İnsanlar neden olumsuz düşünür?
Olumlu düşünmek risklidir. Bir beklenti oluşur ve istediğiniz gibi olmazsa hayal kırıklığı olasılığı vardır. Oysa olumsuz düşünmek işin kolay tarafıdır. Riske girmek yerine zaten olmaz demek bir kaçış yoludur. Aslında sonucu getiren inançlarımızdır.
Olumsuz inançlarınızı değiştirdiğinizde, hayatı algılayışınız daha farklı olur. İnançlarınızı başkalarının değil, kendinizin oluşturduğunun bilincinde olursanız hayatınızı da istediğiniz yönde değiştirebilirsiniz.

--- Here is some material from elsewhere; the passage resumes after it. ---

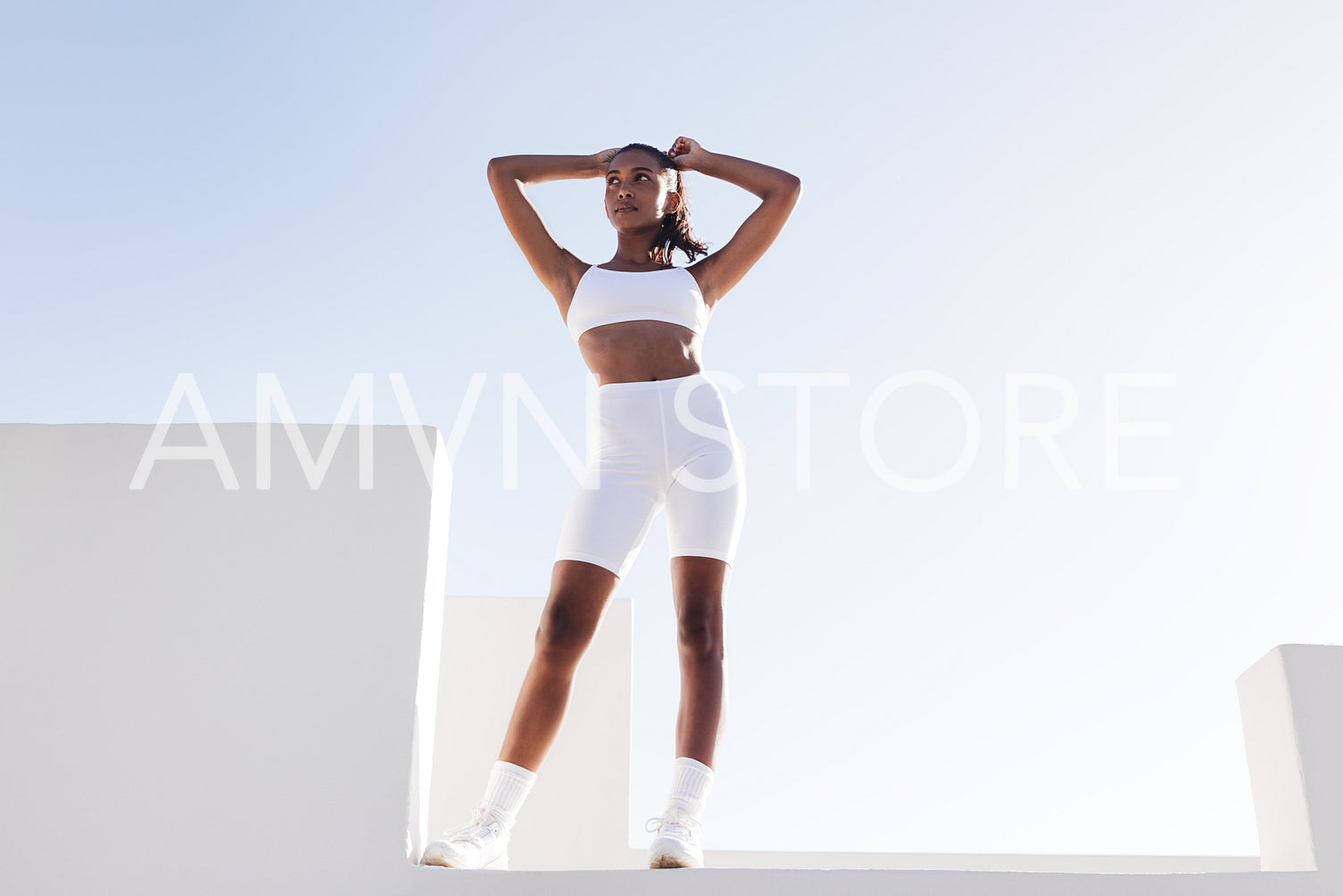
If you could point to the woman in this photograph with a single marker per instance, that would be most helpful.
(665, 441)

Yaşamımızı önemli ölçüde etkileyen inançların ilginç yanı da, akılcı düşünce veya mantık ile açıklanamayacak olmasıdır. Bu konuyla ilgili Abraham Maslow tarafından aktarılan çok eski bir hikaye vardır. Yatırıldığı akıl hastanesinde ölü olduğuna inanan ve bu nedenle yemek dahil hiçbir yaşamsal etkiye cevap vermeyen akıl hastası, tüm uzman psikiyatristlerce girişilen her türlü çabaya rağmen ölü olmadığı konusunda bir türlü ikna edilememiştir. Sonunda psikiyatristlerden biri hastaya, bu kararını sorgulamasına yol açmak için, ölülerin kanayıp kanamayacağına dair bir soru yöneltir. Hasta bu soruyu, “Tabii ki kanamaz çünkü ölülerin tüm vücut fonksiyonları durmuştur,” diye cevaplar. Bunun üzerine psikiyatrist, küçük bir iğne alıp hastanın parmağına batırır ve kanamasını sağlar. Bir müddet şaşkınlıkla parmağının kanadığını gören hastanın tepkisi oldukça ilginçtir: “Lanet olsun…ölüler de kanarmış.”Çevrenizde anlam veremediğiniz inançlara sahip olan insanlar görürsünüz. Peki, sizin yaşamdan keyif almanızı sabote eden inançlarınız neler?
Hayatınızda değiştirmek istediğiniz alanları çıkartın ve neden değiştiremediğinizi fark edin.
Kendinizi ve inançlarınızı tarafsız bir gözlemci olarak inceleyin. Hangi konular yaşamınızda tekerrür etmiş, istediğiniz neler olmuş, neler olmuyor? Esasında nasıl kaygılarınız var da olmamış istekleriniz? Sorunun cevabı sizde, zihninizde.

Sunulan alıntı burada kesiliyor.